That's just you. Don't assume everyone disables HT, most don't because it helps compute bound algos.
I'm still not sure what HT has to do with this. Whether it's on or off doesn't really matter since we're talking E5 CPUs and xmrig. Every E5 -EP CPU from v1 to v4 is the same in regards to cache sizes: 256KB L2 per every core, and 2+MB L3 per every core. It's like this for literally every single E5 Xeon: Sandy Bridge-EP (v1), Ivy Bridge-EP (v2), Haswell-EP (v3) and Broadwell-EP (v4) - only Skylake has brought change to this, but that's also when they dropped "E5" name. So when we're talking E5 Xeons, they're all the same and they're all limited by L2 cache. L3 cache is basically irrelevant, yet everyone and their mom keeps talking about 2MB of L3 cache like it matters - it doesn't.
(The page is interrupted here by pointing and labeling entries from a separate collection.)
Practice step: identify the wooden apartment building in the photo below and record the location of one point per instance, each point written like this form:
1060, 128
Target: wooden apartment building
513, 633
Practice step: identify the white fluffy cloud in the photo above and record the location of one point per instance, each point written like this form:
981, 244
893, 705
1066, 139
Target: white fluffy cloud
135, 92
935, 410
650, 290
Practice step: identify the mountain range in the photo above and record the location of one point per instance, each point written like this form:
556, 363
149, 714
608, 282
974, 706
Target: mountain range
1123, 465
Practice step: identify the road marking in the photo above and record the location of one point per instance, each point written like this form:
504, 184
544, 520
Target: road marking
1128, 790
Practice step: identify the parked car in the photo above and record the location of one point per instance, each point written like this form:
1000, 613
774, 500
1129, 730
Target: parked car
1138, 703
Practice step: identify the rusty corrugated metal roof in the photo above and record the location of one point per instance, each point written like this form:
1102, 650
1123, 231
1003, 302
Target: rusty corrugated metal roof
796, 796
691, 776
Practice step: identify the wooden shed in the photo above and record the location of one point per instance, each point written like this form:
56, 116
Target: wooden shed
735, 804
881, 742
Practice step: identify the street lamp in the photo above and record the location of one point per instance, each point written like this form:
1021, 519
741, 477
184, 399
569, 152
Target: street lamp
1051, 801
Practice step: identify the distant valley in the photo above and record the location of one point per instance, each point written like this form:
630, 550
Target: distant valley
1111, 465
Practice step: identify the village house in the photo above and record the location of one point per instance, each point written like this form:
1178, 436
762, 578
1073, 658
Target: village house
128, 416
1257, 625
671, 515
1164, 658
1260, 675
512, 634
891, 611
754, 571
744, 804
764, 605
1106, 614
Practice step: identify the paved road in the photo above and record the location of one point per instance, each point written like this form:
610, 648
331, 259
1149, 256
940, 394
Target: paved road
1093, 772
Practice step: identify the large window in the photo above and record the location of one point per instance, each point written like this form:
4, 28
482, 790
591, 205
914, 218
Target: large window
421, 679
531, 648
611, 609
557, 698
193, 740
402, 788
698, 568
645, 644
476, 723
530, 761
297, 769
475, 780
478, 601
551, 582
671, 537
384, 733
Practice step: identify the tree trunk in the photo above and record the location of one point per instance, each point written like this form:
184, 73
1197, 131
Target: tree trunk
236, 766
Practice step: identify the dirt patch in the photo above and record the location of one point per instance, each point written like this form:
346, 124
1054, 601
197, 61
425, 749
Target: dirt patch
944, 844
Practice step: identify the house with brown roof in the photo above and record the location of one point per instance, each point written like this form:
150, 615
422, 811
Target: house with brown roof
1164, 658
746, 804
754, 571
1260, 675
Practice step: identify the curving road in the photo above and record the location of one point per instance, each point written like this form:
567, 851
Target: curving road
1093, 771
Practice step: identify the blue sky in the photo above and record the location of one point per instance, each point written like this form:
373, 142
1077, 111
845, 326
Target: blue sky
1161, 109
Whether by design or by coincidence most CPUs have around 2MB of cache per physical core
But they don't. 99% of E5 CPUs have exactly 2.5MB of L3 cache per core, not 2MB, only a few oddballs like E5-1650 or E5-4607 have 2MB per core. Some have even 3+ MB of L3 per core, like E5-2667v2, 2673v2, 2687wv2 etc. It doesn't matter anyway, cause all of them are limited by L2 cache size: it's 256KB per physical core, and therefore number of threads for the miner is exactly the same as the number of physical cores.
The number of physical cores is irrelevant, it's the number of miner threads, whether HT is enabled or not.
The number of physical cores is not irrelevant, it's everything actually, cause each miner's thread needs 256KB of L2, and all E5 CPUs have only 256KB of L2 per physical core. Which means that if it's a 6-core CPU, then it's gonna be 6 threads in the miner, if it's a 10-core, then it's 10 miner threads etc. Even though almost all of them have 2.5MB of L3 per core, and some have even more (like those 8-cores with 3.125MB per core) - it doesn't matter cause they're all still limited by L2. A 10-core E5-2680v2 has 25MB of L3 cache, so if one would blindly follow the "2MB of L3 per thread" rule, and tried to run 12 threads - the hashrate would not be higher than with 10 threads. Same with something like E5-2667v2 - it also has 25MB of L3 cache, so up to 12 miner threads is ok then? No - like every other E5, it's limited by L2, and thus the highest hashrate is gonna be with 8 threads.
Number of miner threads = number of physical cores - that's the rule for every single E5 Xeon, cause they're all limited by those 256KB of L2, and not by L3 size (since none of them have less than 2MB of L3 per core). Hyper-Threading is something that is completely irrelevant here, it doesn't matter whether it's on or off, highest hashrate is achieved with number of miner threads = number of physical cores and mining software (at least xmrig) automatically detects it and sets the proper number of threads based on the cpu model, whether HT is on or off.
None of that is new, it's been said in this thread before. But my question has not been "answered early on in this thread", as you said. The question is - why the 10-core E5-2680v2 (3.1GHz all-core turbo) shows the same hashrate as the 12-core E5-2696v2 (3.1 GHz all-core turbo)? Why is there linear scaling from 4 cores to 10 cores, but not from 10 cores to 12 cores? Both
E5-2696v2 and
E5-2697v2 show about the same (or even lower) hashrates than
E5-2680v2, so their single-thread performance is lower for some reason. I just thought maybe someone here have an idea why.